Culture conditions are crucial to assure the quality and quantity of embryos produced in vitro (^{Rizos et al., 2008}). Thus, in vitro bovine embryo production and subsequent cryosurvival after vitrification/warming has been improved by changing the IVC conditions, supplementing the culture medium with additives (e.g., fetal calf serum - FCS) (^{Sanches et al., 2017}), and/or modifying standard cryopreservation procedures (^{Valente et al., 2022}).

Fetal calf serum contains diverse hormones, vitamins, transporting proteins and growth factors that may support early stages of embryo development (^{Holm et al., 1999}; ^{Van Langendonckt et al., 1997}). Supplementation of FCS to bovine culture medium enhance number of cells per embryo and blastocysts yielding (^{Pinyopummintr & Bavister, 1991}), and reduce the number of damaged blastocysts cells (^{Paschoal et al., 2012}). FCS exerted a biphasic effect on in vitro embryo development, suppressing very early stages and stimulating subsequent stages of embryo development (^{Pinyopummintr & Bavister, 1994}).

Addition of 0.1, 0.5, 1.0 (^{Mullaart et al., 2014}; ^{Murillo et al., 2017}), 2 (^{Leivas et al., 2011}) or 2.5% (^{Sudano et al., 2011}) of FCS to culture medium increased blastocyst production, improving the efficiency of IPV system of bovine embryos. Also, FCS stimulated embryo development from days 4 to 5 of culture (^{Thompson et al., 1998}; ^{Holm et al., 1999}) and reduced concentrations (e.g., below 3%, v/v) were useful to sustain embryo quality (^{Holm et al., 1999}). On the contrary, although FCS supplementation to IVC-medium above certain concentrations (>5%, v/v) may improve embryo production, it has been associated with decreased cryotolerance (^{Rizos et al., 2003}; ^{Mucci et al., 2006}) and large offspring syndrome in sheep (levels greater than 10%) (^{Thompson et al., 1995}). However, very low concentrations (0.1%) of FCS in culture medium from day 1 to day 5 after IVF resulted in greater early blastocyst rates on day 6 without affecting survival rates after cryopreservation or embryo viability after transference (^{Murillo et al., 2017}). Furthermore, addition of 2.5% FCS in the culture medium did not affect (^{Paschoal et al., 2012}) or slightly reduced (^{Sudano et al., 2011}) the re-expansion rates of the vitrified/ warmed bovine embryos. Recently, it was shown that the addition of 3% FCS on day 5 of culture improved in vitro embryo development but compromised the ability of blastocysts to survive after transfer (^{Amaral et al., 2022}).

It is possible that by reducing the time of embryo exposure to FCS and supplementing 2.5% (v/v) FCS to culture medium on day 5 after IVF, may maintaining the beneficial effect of this protein source on embryo development without affecting subsequent blastocysts cryotolerance. Therefore, the aim of this study was based on two considerations. First, an optimum system for IVP and cryopreservation of embryos from Ecuadorian creole cattle must be established to assure conservation of this genetic resource (^{Méndez et al., 2020}). Second, addition of FCS to culture medium has shown positive effects on blastocyst production (^{Pinyopummintr & Bavister, 1994}; ^{Leivas et al., 2011}; ^{Mullaart et al., 2014}; ^{Murillo et al., 2017}), although its use remains controversial on cryotolerance (^{Abe et al., 2002}; ^{Rizos et al., 2003}; ^{Mucci et al., 2006}).

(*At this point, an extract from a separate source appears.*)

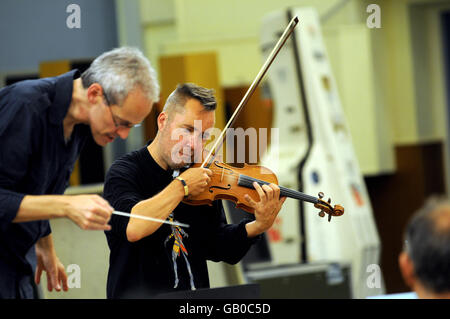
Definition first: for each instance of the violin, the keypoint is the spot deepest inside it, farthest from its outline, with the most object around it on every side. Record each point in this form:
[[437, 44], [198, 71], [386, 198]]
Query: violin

Accordingly, this experiment was conducted to assess the effect of supplementing FCS to culture medium on day 5 after IVF on production and subsequent cryotolerance of vitrified/warmed blastocysts derived from Ecuadorian creole heifers managed in a pasture-based system.

MATERIALS AND METHODS

All research procedures were conducted according to the Terrestrial Animal Health Code -2019© OIE (07/08/2019), regarding the use of animals in scientific experiments. Chemicals used in this study were from Sigma Chemical (USA), unless otherwise stated.

Oocytes Collection

Cumulus-oocyte complexes (COCs) were obtained from two oocyte sources in eight collection sessions each: 1) ultrasound guided follicular aspiration from creole heifers and 2) follicular aspiration from abattoirderived ovaries.

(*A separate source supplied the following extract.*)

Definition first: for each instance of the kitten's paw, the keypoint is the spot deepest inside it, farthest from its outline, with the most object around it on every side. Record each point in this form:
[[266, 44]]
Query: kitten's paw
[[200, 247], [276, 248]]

The first oocyte source included 10 creole heifers, clinically healthy and aged between 3 to 5 years, which were subjected to ovum pick-up (OPU). Creole heifers grew and reached young adulthood in southern Andean highlands of Ecuador at an altitude above 3500 meters above sea level, and thereafter moved and housed a few months before starting the study at a farm owned by University of Cuenca (Irquis farm) located at an altitude of 2648 m. These animals were managed in a pasture-based system (mix of Lolium perenne, Pemmisetum clandestinun and Trifolium repens), and submitted to periodic deworming, screening diagnostic tests, biosecurity measures and vaccinations to prevent common diseases affecting the herds in that region of Ecuador.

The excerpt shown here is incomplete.